OPINION:
Lots of things matter these days, so we’re told: They include Black lives for certain, and blue lives perhaps. We’re not supposed to say White lives matter, and even venturing the obvious fact that all lives matter is, among those in the know, a no-no. As the 2020 presidential campaign between Republican Donald Trump and Democrat Joe Biden gets underway in earnest, Americans have an opportunity to step up and decide for themselves what really matters. Their choice will determine the future of the nation and, pointedly, who governs it.
The dueling candidates may not agree on much, but they both see a populace contemplating the upcoming election while teetering on a knife’s edge. In accepting his party’s nomination last month, Mr. Biden put it this way: “All elections are important. But we know in our bones this one is more consequential. America is at an inflection point. A time of real peril, but of extraordinary possibilities. We can choose the path of becoming angrier, less hopeful, and more divided. A path of shadow and suspicion. Or we can choose a different path, and together, take this chance to heal, to be reborn, to unite.”
In his acceptance speech on Thursday, President Trump also described the consequential nature of the contest: “At no time before have voters faced a clearer choice between two parties, two visions, two philosophies or two agendas,” he said. “This election will decide whether we will defend the American way of life, or whether we allow a radical movement to completely dismantle and destroy it.”
It has become a quadrennial custom to hear that an approaching presidential election “is the most critical one of our lifetimes.” In 2020, Americans certainly believe it to be the case. In fact, more voters contend the current battle for the White House is the most momentous than at any time during the past 20 years, according to a recent Pew Research Center survey.
Of registered voters, 83% agree that the election outcome “really matters” this election cycle. Only 16% say things won’t change very much whether President Trump is re-elected or Mr. Biden prevails on his third try. And while partisans would discover a reason to argue over the weather on a cloudless day, Pew found members of the two major parties equally concerned over the presidential contest.
Previously, voters had considered the 2016 campaign between Donald Trump and Hillary Clinton the epitome of pugnacity. Then, 74% claimed the future would pivot on the Election Night count, while 22% more or less shrugged off its significance.
It wasn’t long ago when it seemed most Americans agreed with former Alabama Gov. George Wallace when, spurned by his own Democratic Party in 1968, he ran for president as an independent on the idea that “there’s not a dime’s worth of difference between the two major parties.” Now, politics is war by other means, and to the victor belongs the Oval Office.

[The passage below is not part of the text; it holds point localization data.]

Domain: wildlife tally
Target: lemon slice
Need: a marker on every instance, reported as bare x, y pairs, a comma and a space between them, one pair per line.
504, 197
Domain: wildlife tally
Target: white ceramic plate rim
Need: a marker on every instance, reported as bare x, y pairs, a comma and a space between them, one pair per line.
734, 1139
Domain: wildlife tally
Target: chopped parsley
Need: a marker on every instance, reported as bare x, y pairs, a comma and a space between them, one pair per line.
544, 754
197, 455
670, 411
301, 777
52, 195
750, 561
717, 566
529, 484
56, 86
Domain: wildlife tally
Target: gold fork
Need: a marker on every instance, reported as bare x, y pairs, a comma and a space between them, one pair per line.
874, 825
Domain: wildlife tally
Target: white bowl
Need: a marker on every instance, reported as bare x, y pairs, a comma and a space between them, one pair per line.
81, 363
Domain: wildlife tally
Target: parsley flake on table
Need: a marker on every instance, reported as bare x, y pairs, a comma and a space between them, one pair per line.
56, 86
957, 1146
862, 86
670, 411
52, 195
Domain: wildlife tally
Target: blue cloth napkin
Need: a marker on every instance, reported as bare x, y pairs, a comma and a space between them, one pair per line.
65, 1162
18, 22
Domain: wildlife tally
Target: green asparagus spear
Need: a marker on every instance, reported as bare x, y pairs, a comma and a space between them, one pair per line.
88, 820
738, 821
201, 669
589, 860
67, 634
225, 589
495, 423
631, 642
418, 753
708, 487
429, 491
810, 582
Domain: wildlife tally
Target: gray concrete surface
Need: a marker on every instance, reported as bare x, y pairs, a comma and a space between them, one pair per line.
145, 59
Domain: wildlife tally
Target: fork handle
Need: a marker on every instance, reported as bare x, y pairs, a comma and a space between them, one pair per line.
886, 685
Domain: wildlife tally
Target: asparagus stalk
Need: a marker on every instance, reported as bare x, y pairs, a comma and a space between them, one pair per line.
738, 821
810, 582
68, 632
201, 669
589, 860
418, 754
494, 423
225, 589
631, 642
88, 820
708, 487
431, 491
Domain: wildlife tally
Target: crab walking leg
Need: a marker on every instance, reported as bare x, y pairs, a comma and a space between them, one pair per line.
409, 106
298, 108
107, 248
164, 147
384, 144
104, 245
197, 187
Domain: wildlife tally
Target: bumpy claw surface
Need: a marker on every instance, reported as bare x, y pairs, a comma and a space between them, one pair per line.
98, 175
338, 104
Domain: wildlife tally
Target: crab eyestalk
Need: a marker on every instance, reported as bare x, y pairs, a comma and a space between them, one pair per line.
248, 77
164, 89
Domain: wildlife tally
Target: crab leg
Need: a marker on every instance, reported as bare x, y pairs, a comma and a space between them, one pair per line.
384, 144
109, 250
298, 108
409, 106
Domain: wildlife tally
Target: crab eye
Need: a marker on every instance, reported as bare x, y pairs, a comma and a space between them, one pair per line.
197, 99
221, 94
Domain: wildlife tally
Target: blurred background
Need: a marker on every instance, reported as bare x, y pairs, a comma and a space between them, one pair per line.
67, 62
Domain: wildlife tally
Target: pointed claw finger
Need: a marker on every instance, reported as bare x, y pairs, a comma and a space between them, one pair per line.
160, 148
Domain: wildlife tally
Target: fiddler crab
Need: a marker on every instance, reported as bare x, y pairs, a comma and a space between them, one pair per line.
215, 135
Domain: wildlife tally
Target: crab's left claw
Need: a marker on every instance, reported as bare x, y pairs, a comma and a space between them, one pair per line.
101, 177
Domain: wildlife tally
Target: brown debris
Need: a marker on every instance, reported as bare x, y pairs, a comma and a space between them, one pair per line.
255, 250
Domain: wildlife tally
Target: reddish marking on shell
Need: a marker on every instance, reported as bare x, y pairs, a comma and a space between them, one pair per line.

Many millennials, in particular, may have misspent their youth thumbing the controls of video games like Grand Theft Auto, where they act out the role of a ne’er do well who hijacks innocent citizens, dragging them from their cars and beating them before driving off with police in pursuit. It is primarily the young and restless whose real-life malice is illuminated by America’s burning cities. And it is among them that angry agitators are concealed while using the latest episode of national racial recrimination to foment their nihilistic revolution.
Still, no generation is immune from the seething effects on the soul of televised depravity, and too many admit to reacting to the defeat of their candidate with their own form of fury. A full 61% of Biden supporters tell Pew that they expect to find themselves angry if Mr. Trump is re-elected, with another 37% saying they would be merely disappointed. Conversely, only 37% of Trump supporters reckon they will be indignant if Mr. Biden prevails, and 59% imagine they will be downcast.
The 2020 presidential campaign has commenced and set to take Mr. Trump to all points of the compass and, for Mr. Biden, to every corner of his basement. Facing a point of no return, America matters. Whether the sun will still rise on “the land of the free” is a matter of choice.